Kelompok terbesar di Yatsrib adalah komunitas Yahudi yang dianut oleh Bani Qaynuqa, Bani Quraydha, dan Bani Nadhir dengan jumlah setiap klan sekitar 2.000 orang. Salah satu ciri khas mereka adalah menetap di Yatsrib dan tidak berpergian ke mana-mana sebagaimana orang Arab badui. Mereka memanfaatkan modal geografis berupa kemakmuran alam, lembah, sumur-sumur, gunung dengan tanah yang cocok untuk pertanian serta koneksi perdagangan yang sudah dimiliki kota Yatsrib.
Banyak umat Yahudi datang ke Yatsrib dengan berbagai latar belakang masalah, misalnya eksodus dari Palestina dan menjadikan Yatsrib sebagai kota migrasi dari ancaman orang Romawi. Sejak saat itu, Yatsrib atau Madinah pra-Islam merupakan tempat tinggal yang nyaman bagi pemeluk Yahudi hingga berhasil mengembangkan pengaruhnya dan menjadi kelompok mayoritas di Yatsrib.
Namun, karena rapuhnya internal komunitas Yahudi, dominasi mereka di Yatsrib akhirnya runtuh pada tahun 500 M. Keruntuhan itu diakibatkan rapuhnya kekuatan pemersatu di antara mereka. Meskipun mereka menjadi kelompok dominan, tetapi solidaritas di antara mereka cenderung tidak terkonsolidasi dengan baik. Pasca kejatuhan itu, dominasi kekuasaan di Yatsrib praktis diambil alih oleh suku Arab asli, Aus dan Khazraj. Kekuasaan itu bukan dalam konteks politik pemerintahan, namun dalam hal membangun relasi kultural dan menjalankan roda kehidupan di Yatsrib.
Jika suku Quraisy adalah suku yang berkuasa di Mekkah, maka sejak saat itu, Aus dan Khazraj adalah suku yang menguasai Yatsrib dan berjasa besar dalam membentuk wajah Yatsrib yang hangat dalam persaudaraan dan pergaulan ketika menerima Rasulullah, berbeda dengan penduduk Mekkah yang kerapkali menebarkan ancaman dan perlawanan.
Namun, dua poros kekuatan Yatsrib itu pada akhirnya bertikai. Kabilah Aus dan Khazraj tidak dapat menghindari perang saudara. Diriwayatkan, perseteruan tersebut disebabkan provokasi yang dilancarkan oleh orang-orang Yahudi yang sakit hati. Perseteruan itu makin melebar hingga ke wilayah anarkisme. Suku Aus bahkan sampai membakar rumah-rumah dan kebun kurma milik Khazraj, begitu juga sebaliknya.
Lalu datang rundingan perdamaian yang diprakarsai oleh Abu Qais bin al-Aslat.
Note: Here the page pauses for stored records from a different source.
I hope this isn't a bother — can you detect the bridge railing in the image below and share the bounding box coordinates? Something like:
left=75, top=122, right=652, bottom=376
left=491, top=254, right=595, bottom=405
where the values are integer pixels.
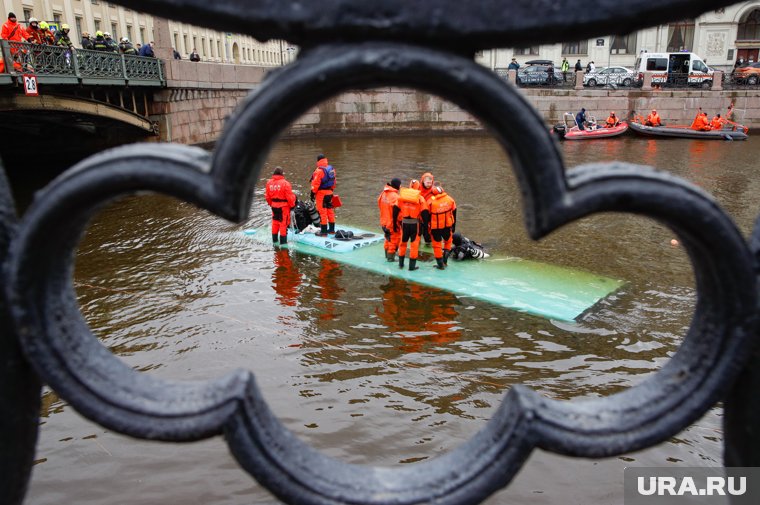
left=0, top=40, right=166, bottom=86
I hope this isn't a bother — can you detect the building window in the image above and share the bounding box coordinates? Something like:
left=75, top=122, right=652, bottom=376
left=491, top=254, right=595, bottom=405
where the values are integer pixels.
left=736, top=9, right=760, bottom=40
left=610, top=33, right=636, bottom=54
left=667, top=20, right=694, bottom=53
left=562, top=40, right=588, bottom=55
left=515, top=46, right=539, bottom=56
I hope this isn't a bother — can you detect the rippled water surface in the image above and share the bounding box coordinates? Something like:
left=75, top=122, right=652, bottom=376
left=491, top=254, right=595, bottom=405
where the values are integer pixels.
left=19, top=136, right=760, bottom=505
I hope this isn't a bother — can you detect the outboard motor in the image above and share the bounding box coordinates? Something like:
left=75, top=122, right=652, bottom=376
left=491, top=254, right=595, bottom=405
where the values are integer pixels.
left=552, top=123, right=567, bottom=139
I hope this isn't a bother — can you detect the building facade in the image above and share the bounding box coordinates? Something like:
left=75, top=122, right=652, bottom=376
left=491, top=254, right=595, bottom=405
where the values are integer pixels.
left=2, top=0, right=295, bottom=66
left=476, top=1, right=760, bottom=70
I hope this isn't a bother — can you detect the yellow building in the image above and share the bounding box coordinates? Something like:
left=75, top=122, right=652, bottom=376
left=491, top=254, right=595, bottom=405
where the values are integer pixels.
left=2, top=0, right=295, bottom=66
left=476, top=1, right=760, bottom=70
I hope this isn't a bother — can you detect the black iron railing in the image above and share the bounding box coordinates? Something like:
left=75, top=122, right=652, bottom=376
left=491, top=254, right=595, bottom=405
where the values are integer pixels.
left=0, top=0, right=760, bottom=504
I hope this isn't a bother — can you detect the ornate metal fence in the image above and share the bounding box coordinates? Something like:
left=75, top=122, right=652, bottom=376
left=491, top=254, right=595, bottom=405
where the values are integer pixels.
left=0, top=40, right=166, bottom=86
left=0, top=0, right=760, bottom=504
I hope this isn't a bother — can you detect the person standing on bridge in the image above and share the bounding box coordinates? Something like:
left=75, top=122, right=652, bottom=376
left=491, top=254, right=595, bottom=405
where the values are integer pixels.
left=311, top=154, right=336, bottom=237
left=0, top=12, right=26, bottom=43
left=55, top=23, right=74, bottom=49
left=103, top=32, right=119, bottom=53
left=119, top=37, right=137, bottom=56
left=25, top=18, right=46, bottom=44
left=140, top=40, right=156, bottom=58
left=40, top=21, right=55, bottom=46
left=82, top=32, right=95, bottom=51
left=264, top=167, right=296, bottom=245
left=92, top=30, right=108, bottom=52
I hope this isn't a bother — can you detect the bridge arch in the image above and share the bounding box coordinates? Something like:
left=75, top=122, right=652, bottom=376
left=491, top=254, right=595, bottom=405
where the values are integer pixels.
left=0, top=94, right=156, bottom=134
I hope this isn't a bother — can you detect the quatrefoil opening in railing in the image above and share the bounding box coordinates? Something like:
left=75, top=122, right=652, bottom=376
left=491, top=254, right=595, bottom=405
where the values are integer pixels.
left=2, top=42, right=756, bottom=503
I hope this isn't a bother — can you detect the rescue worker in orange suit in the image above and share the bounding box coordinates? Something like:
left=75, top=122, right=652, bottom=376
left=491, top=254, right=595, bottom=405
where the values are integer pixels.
left=393, top=180, right=430, bottom=270
left=0, top=12, right=26, bottom=42
left=710, top=114, right=724, bottom=130
left=644, top=109, right=662, bottom=126
left=430, top=186, right=457, bottom=270
left=26, top=18, right=47, bottom=44
left=420, top=172, right=435, bottom=244
left=311, top=154, right=336, bottom=237
left=0, top=12, right=26, bottom=72
left=264, top=167, right=296, bottom=245
left=377, top=178, right=401, bottom=261
left=604, top=110, right=620, bottom=128
left=691, top=108, right=710, bottom=131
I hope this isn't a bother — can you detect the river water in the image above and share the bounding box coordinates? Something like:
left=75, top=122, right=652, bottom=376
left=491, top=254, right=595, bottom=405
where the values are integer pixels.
left=12, top=135, right=760, bottom=505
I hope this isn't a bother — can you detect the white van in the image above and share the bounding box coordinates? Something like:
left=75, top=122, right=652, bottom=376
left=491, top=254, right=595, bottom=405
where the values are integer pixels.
left=634, top=53, right=713, bottom=89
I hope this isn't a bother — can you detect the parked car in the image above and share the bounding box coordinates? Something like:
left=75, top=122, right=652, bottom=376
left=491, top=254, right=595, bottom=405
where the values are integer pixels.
left=733, top=62, right=760, bottom=85
left=583, top=67, right=636, bottom=88
left=517, top=60, right=562, bottom=86
left=634, top=52, right=714, bottom=89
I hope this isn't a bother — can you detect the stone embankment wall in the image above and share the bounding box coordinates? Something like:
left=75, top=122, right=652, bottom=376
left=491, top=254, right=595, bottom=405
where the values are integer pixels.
left=150, top=60, right=269, bottom=144
left=151, top=60, right=760, bottom=144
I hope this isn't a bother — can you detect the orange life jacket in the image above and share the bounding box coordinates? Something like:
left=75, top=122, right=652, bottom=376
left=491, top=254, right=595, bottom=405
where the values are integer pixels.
left=691, top=114, right=710, bottom=131
left=396, top=188, right=427, bottom=219
left=430, top=192, right=457, bottom=230
left=264, top=175, right=296, bottom=208
left=377, top=184, right=398, bottom=229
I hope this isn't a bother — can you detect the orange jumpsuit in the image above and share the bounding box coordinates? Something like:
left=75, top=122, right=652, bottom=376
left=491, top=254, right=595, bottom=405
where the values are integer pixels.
left=420, top=172, right=435, bottom=244
left=377, top=184, right=401, bottom=261
left=646, top=112, right=662, bottom=126
left=393, top=188, right=430, bottom=270
left=264, top=175, right=296, bottom=244
left=430, top=188, right=457, bottom=269
left=691, top=112, right=710, bottom=131
left=311, top=158, right=337, bottom=228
Ia menasehati kedua kabilah untuk kembali membangun solidaritas di antara mereka karena pada dasarnya mereka adalah orang-orang Arab yang hidup bertetangga. Nasihat tersebut rupanya berdampak, sehingga mereka berdamai dan bersepakat untuk memilih pemimpin di antara mereka. Kemantapan hati kedua kabilan ini semakin tegas tatkala berziarah ke Mekkah pada musim haji dan bertemu dengan Nabi. Dari pertemuan tersebut, beberapa dari mereka masuk Islam dan sepakat untuk mengakhiri perseteruan yang telah merugikan banyak pihak.
Pada musim haji tahun berikutnya, mereka datang lagi ke Mekkah dan mengadakan pertemuan kembali dengan Rasulullah di ‘Aqabah. Mereka berjumlah 12 orang, dengan 6 di antaranya kemudian memeluk Islam di Mekkah, dan 6 sisanya memeluk Islam saat kembali ke Yatsrib. Forum tersebut melahirkan ikrar perdamaian yang dibacakan Ubadah bin Shamit di depan Nabi, yang kemudian dikenal dengan Bai‘at Aqābah. Ikrar tersebut merupakan cikal bakal berkibarnya bendera Islam di Yatsrib dan menciptakan istilah kaum Anshar, yaitu orang-orang Arab Yatsrib yang sudah memeluk Islam.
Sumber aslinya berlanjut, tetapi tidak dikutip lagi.